# RFM Analysis an extension of Customer segmentation.

- RFM is a method used for analyzing customer value. 
- It is commonly used in database marketing and direct marketing and has received particular attention in retail and professional services industries.
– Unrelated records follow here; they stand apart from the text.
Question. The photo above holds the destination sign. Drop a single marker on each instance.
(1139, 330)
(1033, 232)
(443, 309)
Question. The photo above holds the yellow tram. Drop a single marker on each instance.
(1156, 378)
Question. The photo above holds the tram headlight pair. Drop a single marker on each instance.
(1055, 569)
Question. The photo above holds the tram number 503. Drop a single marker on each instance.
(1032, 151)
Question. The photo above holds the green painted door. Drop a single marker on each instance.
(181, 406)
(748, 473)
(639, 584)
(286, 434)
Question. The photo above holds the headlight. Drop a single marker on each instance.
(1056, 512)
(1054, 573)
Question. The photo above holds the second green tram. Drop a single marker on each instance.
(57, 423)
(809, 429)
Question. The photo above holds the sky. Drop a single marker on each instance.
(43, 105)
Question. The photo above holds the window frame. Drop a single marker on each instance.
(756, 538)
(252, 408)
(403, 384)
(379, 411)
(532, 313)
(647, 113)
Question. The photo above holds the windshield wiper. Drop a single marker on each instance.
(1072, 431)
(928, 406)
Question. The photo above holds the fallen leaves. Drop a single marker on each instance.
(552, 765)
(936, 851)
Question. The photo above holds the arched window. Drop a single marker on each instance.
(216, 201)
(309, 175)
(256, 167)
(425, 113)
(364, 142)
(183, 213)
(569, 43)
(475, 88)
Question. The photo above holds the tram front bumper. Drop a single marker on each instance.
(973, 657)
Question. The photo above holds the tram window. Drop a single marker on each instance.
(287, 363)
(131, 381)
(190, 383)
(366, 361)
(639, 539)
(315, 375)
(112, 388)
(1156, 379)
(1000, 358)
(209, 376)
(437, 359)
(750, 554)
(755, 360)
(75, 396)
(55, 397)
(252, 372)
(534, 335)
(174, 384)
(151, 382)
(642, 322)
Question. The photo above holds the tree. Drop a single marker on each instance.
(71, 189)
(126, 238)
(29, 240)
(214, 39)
### RFM stands for the three dimensions:

- Recency – How recently did the customer purchase?
- Frequency – How often do they purchase?
- Monetary Value – How much do they spend?

In [79]:
import pandas as pd
import warnings
warnings.filterwarnings('ignore')

In [82]:
#importing data file
orders = pd.read_csv('/home/vivek/Desktop/Spring Project/rfm analsis/sample-data.csv',encoding= 'unicode_escape')

In [83]:
orders.head()

Unnamed: 0,order_date,order_id,customer,grand_total
0,9/7/2011,CA-2011-100006,Dennis Kane,378.0
1,7/8/2011,CA-2011-100090,Ed Braxton,699.0
2,3/14/2011,CA-2011-100293,Neil Franz?sisch,91.0
3,1/29/2011,CA-2011-100328,Jasper Cacioppo,4.0
4,4/8/2011,CA-2011-100363,Jim Mitchum,21.0


##  Making the RFM Table



Set this date to the current day and extract all orders until yesterday.

In [103]:
import datetime as dt
NOW = dt.datetime(2014,12,31)

In [104]:
# Make the date_placed column datetime
orders['order_date'] = pd.to_datetime(orders['order_date'])

Create the RFM Table

In [105]:
#calculating RFM table using lambda function
rfmTable = orders.groupby('customer').agg({'order_date': lambda x: (NOW - x.max()).days, # calculation Recency
                                        'order_id': lambda x: len(x),      # calculation Frequency
                                        'grand_total': lambda x: x.sum()}) # calculation Monetary Value

rfmTable['order_date'] = rfmTable['order_date'].astype(int)
rfmTable.rename(columns={'order_date': 'recency', 
                         'order_id': 'frequency', 
                         'grand_total': 'monetary_value'}, inplace=True)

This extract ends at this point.